Обычно, если опустить голову и идти быстро, мне удается благополучно миновать игровую площадку на Восемьдесят первой улице. Я начинаю готовиться еще в лифте, не сводя глаз с длинной латунной стрелки, которая отсчитывает этажи — седьмой, шестой, пятый, четвертый… Иногда лифт останавливается, и входит кто-то из соседей, так что мне приходится высунуть голову из панциря и проявить вежливость. Если это кто-нибудь из молодежи, например, рыжеволосый гитарист, у которого шелушится кожа, или начинающий продюсер в мятых джинсах и засаленном кожаном пальто, достаточно любезного кивка. Остальные требуют большего внимания. Если входит женщина подчеркнуто богемного облика, с волосами пепельного цвета, в черном и фиолетовом, ничего не остается, как перекинуться с ней парочкой фраз о погоде, о проплешине на ковровой дорожке в вестибюле, о колонке искусств в модном журнале.
Все это невыносимо — неужели они не видят, что я занята? Неужели не понимают, что жалость к себе — это род деятельности, который не оставляет времени на разговоры? Похоже, им невдомек, что вход в парк расположен прямо напротив детской площадки на Восемьдесят первой улице, и если я не подготовлюсь хорошенько, если не выкину все из головы, не сосредоточусь на собственном дыхании, то весьма вероятно и даже скорее всего, вместо того чтобы смело пройти мимо площадки, разглядывая голые серые ветви деревьев, я рухну наземь у калитки, и пронзительные голоса детей будут отдаваться у меня в голове? Как объяснить этим женщинам с их надуманными проблемами, покойными мужьями-банкирами и модными сумочками, что если я позволю им отвлечь меня разговором о республиканцах или о том, что в прошлый четверг миссис Кац видела, как наш новый консьерж Энтони спит за столом, я просто не смогу пройти мимо детской площадки и обрести убежище в парке? Неужели они не осознают, что их назойливые голоса и нетерпеливое постукивание зонтиком в ожидании моего невнятного ответа мешают мне прорваться в единственное место во всем городе, где я могу сохранять относительное спокойствие? Вместо этого они вынуждают меня тащиться по Семьдесят девятой улице до самой Ист-Сайд, прижимаясь к грязным каменным стенам, и дышать выхлопными газами. Или, что еще хуже, взять такси.

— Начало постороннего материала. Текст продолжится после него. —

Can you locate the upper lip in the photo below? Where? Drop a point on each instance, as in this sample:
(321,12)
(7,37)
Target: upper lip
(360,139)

Сегодня, слава Богу, лифт пуст.
— Приятной прогулки, миссис Вульф, — говорит Иван, придерживая для меня дверь.
Это началось сразу после нашей с Джеком свадьбы. Поначалу я пыталась объяснить консьержу, что я по-прежнему мисс Гринлиф. Несомненно, Иван все понимал. Он не идиот. Он улыбался, кивал и говорил: «Конечно, мисс Гринлиф», а на следующий день приветствовал меня словами: «Доброе утро, миссис Вульф». Но по крайней мере так было лучше, нежели в те времена, когда я только-только переехала к Джеку. Тогда я пробормотала что-то вроде: «Нет-нет, пожалуйста, зовите меня Эмилией». Иван даже не удосужился улыбнуться и кивнуть. Он посмотрел на меня сквозь толстые стекла темных очков и покачал головой, словно он был учителем, а я забыла принести домашнее задание или, чего доброго, выругалась в классе. «Нет, мисс Гринлиф», — сказал он. И все. Никаких «я не могу» или «это неправильно». Просто «нет». Потому что, разумеется, он никого в доме не зовет по имени и даже намек на подобные новшества немыслим.